As contas são simples de se fazer. Portugal detém quase 383 toneladas de ouro que, face à cotação atual do metal precioso, de 1.590 dólares a onça ‘troy’, equivalem a um montante de 14,92 mil milhões de euros.

Fazendo a análise desde o arranque do ano, Portugal viu o valor das suas reservas de ouro desvalorizarem em 4,5%, ou em 700 milhões de euros, já que no final de 2012 os stocks estavam avaliados em 15,6 mil milhões de euros.

De acordo com os dados mais recentes do World Gold Council, relativos a fevereiro, Portugal está no top 15 dos países do mundo com mais reservas de ouro. Segundo aquele organismo, Portugal está na 14ª posição.

Além de só deter este metal nos seus cofres, o Banco de Portugal não compra nem vende ouro desde o terceiro trimestre de 2006. As últimas vendas ocorreram em 2003 e 2006 ao abrigo de um acordo com outros bancos centrais, que limita as vendas deste ativo.

Ouro caminha para a maior queda mensal desde maio

Os tempos de esplendor do ouro parecem ter acabado, pelo menos por enquanto.
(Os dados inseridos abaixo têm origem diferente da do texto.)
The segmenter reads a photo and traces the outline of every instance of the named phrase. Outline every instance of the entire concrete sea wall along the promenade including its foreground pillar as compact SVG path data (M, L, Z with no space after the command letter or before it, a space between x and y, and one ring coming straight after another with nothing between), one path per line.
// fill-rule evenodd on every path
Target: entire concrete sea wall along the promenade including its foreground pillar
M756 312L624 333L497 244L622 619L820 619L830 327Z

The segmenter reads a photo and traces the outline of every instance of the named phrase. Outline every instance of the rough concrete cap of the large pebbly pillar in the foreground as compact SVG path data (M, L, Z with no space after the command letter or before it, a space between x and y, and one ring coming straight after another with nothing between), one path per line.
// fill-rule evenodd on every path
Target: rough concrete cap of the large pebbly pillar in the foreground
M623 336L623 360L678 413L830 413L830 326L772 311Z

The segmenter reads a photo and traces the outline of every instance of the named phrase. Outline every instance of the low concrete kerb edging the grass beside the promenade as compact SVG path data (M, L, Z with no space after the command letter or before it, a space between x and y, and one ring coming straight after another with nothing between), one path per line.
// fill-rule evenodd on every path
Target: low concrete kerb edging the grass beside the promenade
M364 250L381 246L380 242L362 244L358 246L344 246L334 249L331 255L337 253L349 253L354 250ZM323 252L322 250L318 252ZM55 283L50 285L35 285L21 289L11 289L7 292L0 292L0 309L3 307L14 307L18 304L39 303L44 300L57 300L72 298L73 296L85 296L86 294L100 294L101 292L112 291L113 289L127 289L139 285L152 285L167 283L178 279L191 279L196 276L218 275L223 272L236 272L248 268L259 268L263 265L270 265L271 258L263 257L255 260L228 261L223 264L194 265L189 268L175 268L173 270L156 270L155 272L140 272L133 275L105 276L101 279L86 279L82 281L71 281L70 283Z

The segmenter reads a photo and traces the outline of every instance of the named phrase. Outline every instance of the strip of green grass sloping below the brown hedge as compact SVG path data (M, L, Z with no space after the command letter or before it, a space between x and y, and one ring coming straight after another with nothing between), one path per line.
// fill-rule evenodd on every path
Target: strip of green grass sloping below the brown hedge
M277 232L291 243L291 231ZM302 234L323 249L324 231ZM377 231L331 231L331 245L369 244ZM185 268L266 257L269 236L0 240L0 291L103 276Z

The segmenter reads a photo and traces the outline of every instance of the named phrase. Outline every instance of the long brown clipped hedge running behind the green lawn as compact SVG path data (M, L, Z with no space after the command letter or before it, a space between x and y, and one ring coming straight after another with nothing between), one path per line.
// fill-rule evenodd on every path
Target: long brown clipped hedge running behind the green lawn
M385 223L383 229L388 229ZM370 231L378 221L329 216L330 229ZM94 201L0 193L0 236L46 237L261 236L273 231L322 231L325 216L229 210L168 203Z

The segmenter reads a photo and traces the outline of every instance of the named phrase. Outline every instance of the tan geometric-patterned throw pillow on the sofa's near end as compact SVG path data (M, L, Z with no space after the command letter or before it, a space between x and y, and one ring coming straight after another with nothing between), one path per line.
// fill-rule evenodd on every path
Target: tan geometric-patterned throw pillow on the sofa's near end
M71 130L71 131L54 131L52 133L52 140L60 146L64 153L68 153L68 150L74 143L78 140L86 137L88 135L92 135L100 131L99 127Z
O metal precioso tem vindo a recuar desde o arranque do ano e caminha este mês para aquela que será a maior queda mensal desde maio e o maior ciclo de perdas desde 1997, ao arrecadar uma quebra de quase 5% em fevereiro.
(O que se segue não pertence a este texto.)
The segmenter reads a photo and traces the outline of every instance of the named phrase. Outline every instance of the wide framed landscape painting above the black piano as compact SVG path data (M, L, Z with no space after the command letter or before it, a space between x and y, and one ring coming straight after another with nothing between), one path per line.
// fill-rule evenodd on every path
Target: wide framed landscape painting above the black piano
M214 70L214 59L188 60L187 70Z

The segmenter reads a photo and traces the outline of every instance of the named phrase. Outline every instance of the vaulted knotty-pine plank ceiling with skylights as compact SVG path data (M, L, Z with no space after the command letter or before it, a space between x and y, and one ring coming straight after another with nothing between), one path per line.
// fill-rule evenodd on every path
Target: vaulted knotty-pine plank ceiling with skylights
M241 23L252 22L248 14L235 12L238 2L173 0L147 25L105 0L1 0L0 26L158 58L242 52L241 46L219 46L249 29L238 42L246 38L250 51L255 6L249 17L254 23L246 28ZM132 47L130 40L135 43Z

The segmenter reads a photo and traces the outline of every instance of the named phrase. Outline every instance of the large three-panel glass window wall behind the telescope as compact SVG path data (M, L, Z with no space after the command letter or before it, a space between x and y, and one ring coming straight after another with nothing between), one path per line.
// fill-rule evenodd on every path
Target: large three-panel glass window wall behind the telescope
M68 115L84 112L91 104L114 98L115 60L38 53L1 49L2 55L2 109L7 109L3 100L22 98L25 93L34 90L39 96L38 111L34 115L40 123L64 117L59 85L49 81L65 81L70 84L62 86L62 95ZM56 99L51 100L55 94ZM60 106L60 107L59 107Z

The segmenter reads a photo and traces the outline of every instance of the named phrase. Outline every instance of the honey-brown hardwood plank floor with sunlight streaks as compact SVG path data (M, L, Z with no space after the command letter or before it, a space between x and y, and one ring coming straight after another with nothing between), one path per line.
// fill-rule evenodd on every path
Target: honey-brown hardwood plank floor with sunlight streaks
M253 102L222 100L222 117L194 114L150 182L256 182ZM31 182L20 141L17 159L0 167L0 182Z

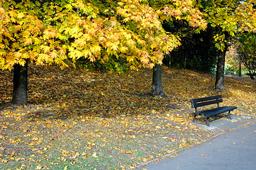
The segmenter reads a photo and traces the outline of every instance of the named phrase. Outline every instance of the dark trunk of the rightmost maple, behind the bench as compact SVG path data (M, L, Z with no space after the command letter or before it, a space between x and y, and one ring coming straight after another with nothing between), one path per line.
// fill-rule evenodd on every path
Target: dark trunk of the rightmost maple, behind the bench
M224 86L224 69L225 69L226 51L227 51L227 47L223 51L220 50L218 55L215 89L226 90L226 87Z

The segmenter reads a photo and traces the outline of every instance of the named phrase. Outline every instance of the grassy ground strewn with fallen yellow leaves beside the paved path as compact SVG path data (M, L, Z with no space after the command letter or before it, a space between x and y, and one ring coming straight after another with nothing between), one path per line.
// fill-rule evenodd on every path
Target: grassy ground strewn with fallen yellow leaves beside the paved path
M255 115L255 81L163 68L167 98L152 97L152 72L97 74L29 69L28 106L13 106L11 73L0 72L0 169L133 169L214 135L191 125L191 98L222 94L235 114Z

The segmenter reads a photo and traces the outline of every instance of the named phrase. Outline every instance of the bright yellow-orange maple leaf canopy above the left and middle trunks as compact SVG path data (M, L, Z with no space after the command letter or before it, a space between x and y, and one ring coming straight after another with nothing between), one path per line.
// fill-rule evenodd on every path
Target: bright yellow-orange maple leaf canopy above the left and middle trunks
M155 9L138 0L1 1L0 67L11 69L26 59L67 67L67 59L105 63L114 57L124 58L132 69L152 68L179 45L176 36L165 33L160 17L190 13L191 24L202 25L191 1L161 3Z

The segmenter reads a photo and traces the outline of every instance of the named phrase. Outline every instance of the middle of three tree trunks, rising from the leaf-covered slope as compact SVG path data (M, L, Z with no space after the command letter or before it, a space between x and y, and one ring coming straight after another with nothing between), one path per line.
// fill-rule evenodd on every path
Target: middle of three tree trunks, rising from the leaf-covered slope
M162 89L162 65L155 64L153 68L152 95L165 97L165 91Z

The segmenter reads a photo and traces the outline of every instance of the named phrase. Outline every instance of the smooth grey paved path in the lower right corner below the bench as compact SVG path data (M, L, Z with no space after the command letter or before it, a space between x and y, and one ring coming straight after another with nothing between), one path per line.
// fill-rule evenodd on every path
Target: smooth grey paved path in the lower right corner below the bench
M139 169L148 170L204 170L204 169L256 169L256 123L250 121L233 132L227 132L201 145Z

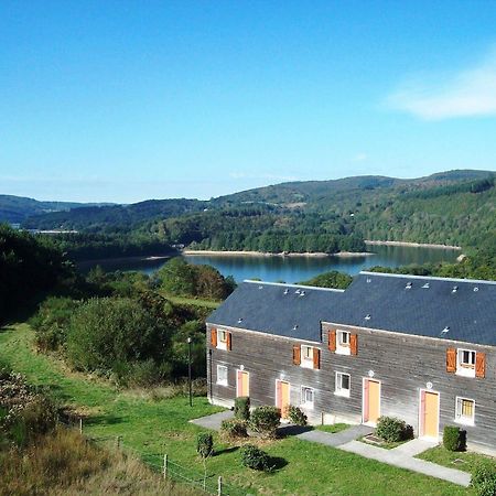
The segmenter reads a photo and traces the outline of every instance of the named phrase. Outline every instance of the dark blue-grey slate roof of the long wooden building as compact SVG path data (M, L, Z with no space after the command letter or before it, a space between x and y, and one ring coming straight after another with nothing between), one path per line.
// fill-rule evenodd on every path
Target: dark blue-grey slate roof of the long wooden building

Na base desta performance está a melhoria registada pelas maiores economias do mundo, a recuperação nos mercados acionistas, as políticas de maior flexibilidade do banco centrais norte-americano aos programas de estímulo económico e a consequentemente desvalorização do euro face ao dólar.

Considerado como um ativo de refúgio em tempos de crise, e tendo em conta os recentes indicadores macro favoráveis que têm sido anunciados na Ásia e nos Estados Unidos, os investidores deixaram de sentir a necessidade de apostar no ouro para se salvaguardarem de notícias “indesejáveis” e têm vindo a desfazer-se das suas posições no metal amarelo.